Plaintiff's Second Amended Complaint suffers from similar deficiencies and repeats similar allegations to those contained in her original and Amended Complaints, which the Court determined to be insufficient to state a claim for relief. For example, the Second Amended Complaint alleges that she applied "several times to work as a server" but then alleges that Plaintiff never actually completed and submitted an employment application. (Id.) Furthermore, similar to Plaintiff's other deficient complaints, the Second Amended Complaint does not allege that Defendant had an open employment position at the time that Plaintiff alleges she inquired about working at the establishment. Thus, the Court cannot discern a valid or cognizable claim against Defendant. Even with the additional factual allegations included in the Second Amended Complaint, Plaintiff fails to show "more than a sheer possibility that a defendant . . . acted unlawfully." Ashcroft v. Iqbal, 556 U.S. 662, 678 (2009).
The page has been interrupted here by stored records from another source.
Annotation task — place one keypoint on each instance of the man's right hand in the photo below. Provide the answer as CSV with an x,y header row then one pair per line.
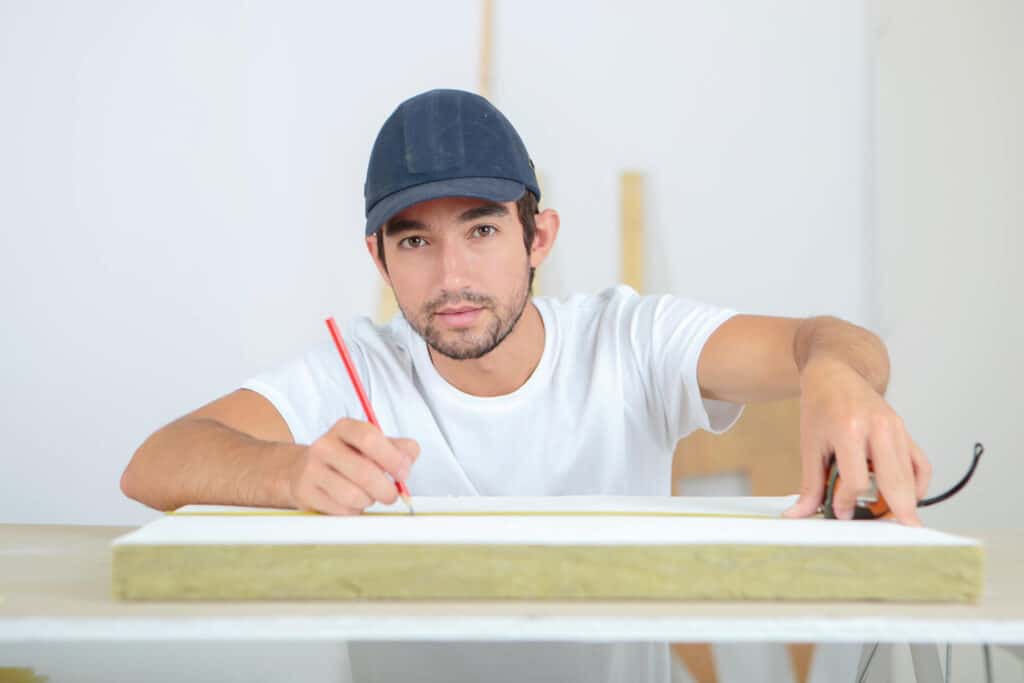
x,y
346,470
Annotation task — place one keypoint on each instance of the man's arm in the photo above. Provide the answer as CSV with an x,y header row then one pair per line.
x,y
752,358
239,451
840,372
235,451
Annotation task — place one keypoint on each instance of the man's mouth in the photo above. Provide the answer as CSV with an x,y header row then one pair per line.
x,y
458,315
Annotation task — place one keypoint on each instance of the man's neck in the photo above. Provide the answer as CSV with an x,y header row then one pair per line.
x,y
506,368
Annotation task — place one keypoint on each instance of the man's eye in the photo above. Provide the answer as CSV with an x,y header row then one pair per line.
x,y
484,230
413,243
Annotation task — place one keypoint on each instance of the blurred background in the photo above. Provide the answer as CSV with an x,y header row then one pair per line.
x,y
180,197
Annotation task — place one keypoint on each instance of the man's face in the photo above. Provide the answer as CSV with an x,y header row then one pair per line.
x,y
460,272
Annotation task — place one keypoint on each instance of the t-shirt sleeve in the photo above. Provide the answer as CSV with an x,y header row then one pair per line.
x,y
667,336
306,391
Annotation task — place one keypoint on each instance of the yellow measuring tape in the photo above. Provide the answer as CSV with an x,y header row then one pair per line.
x,y
484,513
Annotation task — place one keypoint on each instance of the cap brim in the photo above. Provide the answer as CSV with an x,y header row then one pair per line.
x,y
494,189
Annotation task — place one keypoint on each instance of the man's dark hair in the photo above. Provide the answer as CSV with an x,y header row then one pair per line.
x,y
527,209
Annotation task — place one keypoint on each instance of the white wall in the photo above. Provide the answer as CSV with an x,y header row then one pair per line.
x,y
181,185
950,214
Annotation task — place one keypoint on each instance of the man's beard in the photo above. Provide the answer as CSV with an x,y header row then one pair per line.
x,y
465,344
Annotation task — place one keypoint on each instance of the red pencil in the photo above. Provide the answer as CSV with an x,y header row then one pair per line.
x,y
367,408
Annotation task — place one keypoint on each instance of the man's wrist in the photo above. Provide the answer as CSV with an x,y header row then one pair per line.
x,y
282,462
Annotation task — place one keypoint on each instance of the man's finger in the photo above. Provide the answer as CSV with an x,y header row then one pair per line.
x,y
851,458
894,474
366,475
370,441
922,468
408,446
321,501
346,494
812,477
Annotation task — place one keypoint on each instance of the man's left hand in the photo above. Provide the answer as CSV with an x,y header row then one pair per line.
x,y
842,414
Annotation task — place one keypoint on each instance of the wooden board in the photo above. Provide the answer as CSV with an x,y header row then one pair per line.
x,y
558,548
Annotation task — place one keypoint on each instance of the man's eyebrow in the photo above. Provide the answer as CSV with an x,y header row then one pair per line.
x,y
399,225
482,211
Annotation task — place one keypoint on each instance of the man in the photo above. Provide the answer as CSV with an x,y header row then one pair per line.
x,y
505,394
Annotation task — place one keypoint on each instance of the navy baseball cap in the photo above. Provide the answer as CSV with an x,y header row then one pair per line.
x,y
444,143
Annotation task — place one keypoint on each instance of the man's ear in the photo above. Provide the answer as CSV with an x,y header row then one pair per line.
x,y
378,261
544,237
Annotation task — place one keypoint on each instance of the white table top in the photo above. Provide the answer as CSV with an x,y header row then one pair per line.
x,y
55,585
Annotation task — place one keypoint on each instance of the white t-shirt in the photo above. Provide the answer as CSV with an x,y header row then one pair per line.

A district court may deny a plaintiff an opportunity to amend her pleading "based on bad faith or dilatory motives, . . . repeated failures to cure the deficiency by amendments previously allowed, or futility of amendment." Lorenz v. CSX Corp., 1 F.3d 1406, 1414 (3d Cir. 1993). Leave to amend a pleading may otherwise be denied if the Court finds undue delay, bad faith on the part of the movant, undue prejudice to the non-moving party, or futility. Alvin v. Suzuki, 227 F.3d 107, 121 (3d Cir. 2000). The Court has afforded Plaintiff several opportunities to plead a cognizable claim against Defendant, and finds that there is no basis for the Court to believe that Plaintiff is able to assert plausible factual allegations that state a claim for which relief may be granted. To that end, the Court finds that further amendment would be futile and declines to grant Plaintiff leave to amend her Second Amended Complaint. See Grayson v. Mayview State Hosp., 293 F.3d 103, 110-11 (3d Cir. 2002) (noting that a plaintiff whose complaint fails to state a cause of action is entitled to amend her complaint unless doing so would be inequitable or futile).

III. Conclusion

For the reasons set forth above, all claims in the Second Amended Complaint are dismissed with prejudice. An order consistent with this Memorandum Opinion will be entered.

FootNotes


1. Defendant moved to dismiss in lieu of an answer for failure to state a claim upon which relief may be granted. (ECF No. 21-2.) The Court notes that the outcome here, for the stated reasons in the Memorandum Opinion, would be the same under Rule 12(b)(6) of the Federal Rules of Civil Procedure.
2. The Court's December 1, 2015 Memorandum Order identified the deficiencies in Plaintiff's Amended Complaint. The Court stated, "[f]or example, the Amended Complaint does not allege that Defendant had an open employment position at the time that Plaintiff allegedly applied for employment nor does it describe the type of employment Plaintiff allegedly sought or Plaintiff's qualifications for such employment." (Dec. 1, 2015 Mem. Order, ECF No. 10.)